Retirement can be low stress, but it takes planning, perspective and a different skill set from what is required leading up to retirement.

Over the years, I’ve found that the best way for clients to take seriously the task of retirement planning is to have them imagine taking a year long trip around the world. Think about how much planning would go into a venture like this? How many details would need sorting and all the decisions, large and small, that would need to be made?

Now imagine taking what could be a journey for many decades, your retirement years. Are you going to wing it and figure it out as you go along or are you going to plan ahead? The truth is, most people will spend more time planning a short vacation trip than they will their retirement. That’s the wrong approach and will often lead to an epic crash landing in your retirement years.

Plan for Success

There’s one strategy that will vastly increase your odds of success in retirement and that strategy is focused on one thing and one thing only - developing a comprehensive financial plan before you retire, not after. Sounds simple enough, right? Not the case for the vast majority of people that will soon retire.

You can tell yourself all you want how this will be the first item to handle on your to-do list once you retire. Yet what I’ve noticed over the years is that inertia tends to kick in, and this project feels too much like work. It gets delayed and delayed and here’s what tends to happen next.

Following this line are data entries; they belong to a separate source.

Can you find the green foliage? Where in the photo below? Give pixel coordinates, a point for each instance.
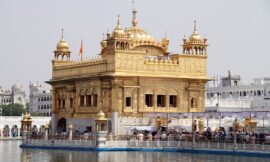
(12, 110)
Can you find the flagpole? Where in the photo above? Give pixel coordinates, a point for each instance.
(81, 50)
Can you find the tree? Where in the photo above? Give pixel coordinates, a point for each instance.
(12, 110)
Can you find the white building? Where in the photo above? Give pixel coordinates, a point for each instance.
(230, 94)
(40, 100)
(15, 95)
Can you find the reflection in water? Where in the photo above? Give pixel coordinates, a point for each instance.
(10, 152)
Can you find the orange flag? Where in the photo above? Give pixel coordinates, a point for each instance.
(81, 50)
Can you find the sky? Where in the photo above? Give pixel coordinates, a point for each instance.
(238, 32)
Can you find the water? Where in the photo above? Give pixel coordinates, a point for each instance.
(10, 152)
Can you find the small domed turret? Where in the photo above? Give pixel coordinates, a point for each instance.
(62, 49)
(195, 45)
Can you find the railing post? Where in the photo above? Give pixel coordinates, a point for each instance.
(193, 139)
(235, 141)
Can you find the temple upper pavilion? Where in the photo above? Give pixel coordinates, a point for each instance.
(135, 81)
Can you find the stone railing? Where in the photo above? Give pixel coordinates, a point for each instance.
(85, 67)
(158, 61)
(79, 62)
(150, 144)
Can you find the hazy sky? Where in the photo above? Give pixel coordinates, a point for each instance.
(238, 32)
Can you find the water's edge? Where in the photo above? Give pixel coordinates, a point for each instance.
(162, 149)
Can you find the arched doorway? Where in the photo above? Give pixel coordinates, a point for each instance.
(14, 131)
(61, 125)
(109, 126)
(6, 131)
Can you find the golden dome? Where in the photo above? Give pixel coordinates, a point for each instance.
(103, 43)
(101, 116)
(26, 117)
(195, 36)
(139, 35)
(62, 45)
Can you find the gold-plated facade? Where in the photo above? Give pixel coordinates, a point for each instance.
(134, 75)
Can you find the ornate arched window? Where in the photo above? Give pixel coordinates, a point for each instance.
(193, 102)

The stock market takes a nose dive, say 6 months or a year into your retirement. You panic, sell your stock investments at a huge loss and put a major dent into your financial future.

Yet, here’s what tends to happen to clients with a well-designed and nimble financial plan for their retirement years. They do not panic. After years of conversations and many episodes of markets heading south, they look at the latest downturn as a “buying opportunity”.

Again, they don't panic, but if they are a little nervous, they make a phone call and the very first thing we do is go over their financial plan, specifically their cash flow. Sometimes this is just for reassurance, other times it’s to make any needed changes based on what’s happening. With high confidence in their future, they do not abandon sound long-term financial plans that were specifically designed to overcome short-term issues.

The bottom line is this - I have found that working through a good and solid financial planning process shifts the focus on how to be more resilient and away from requiring good guesses about what will happen next.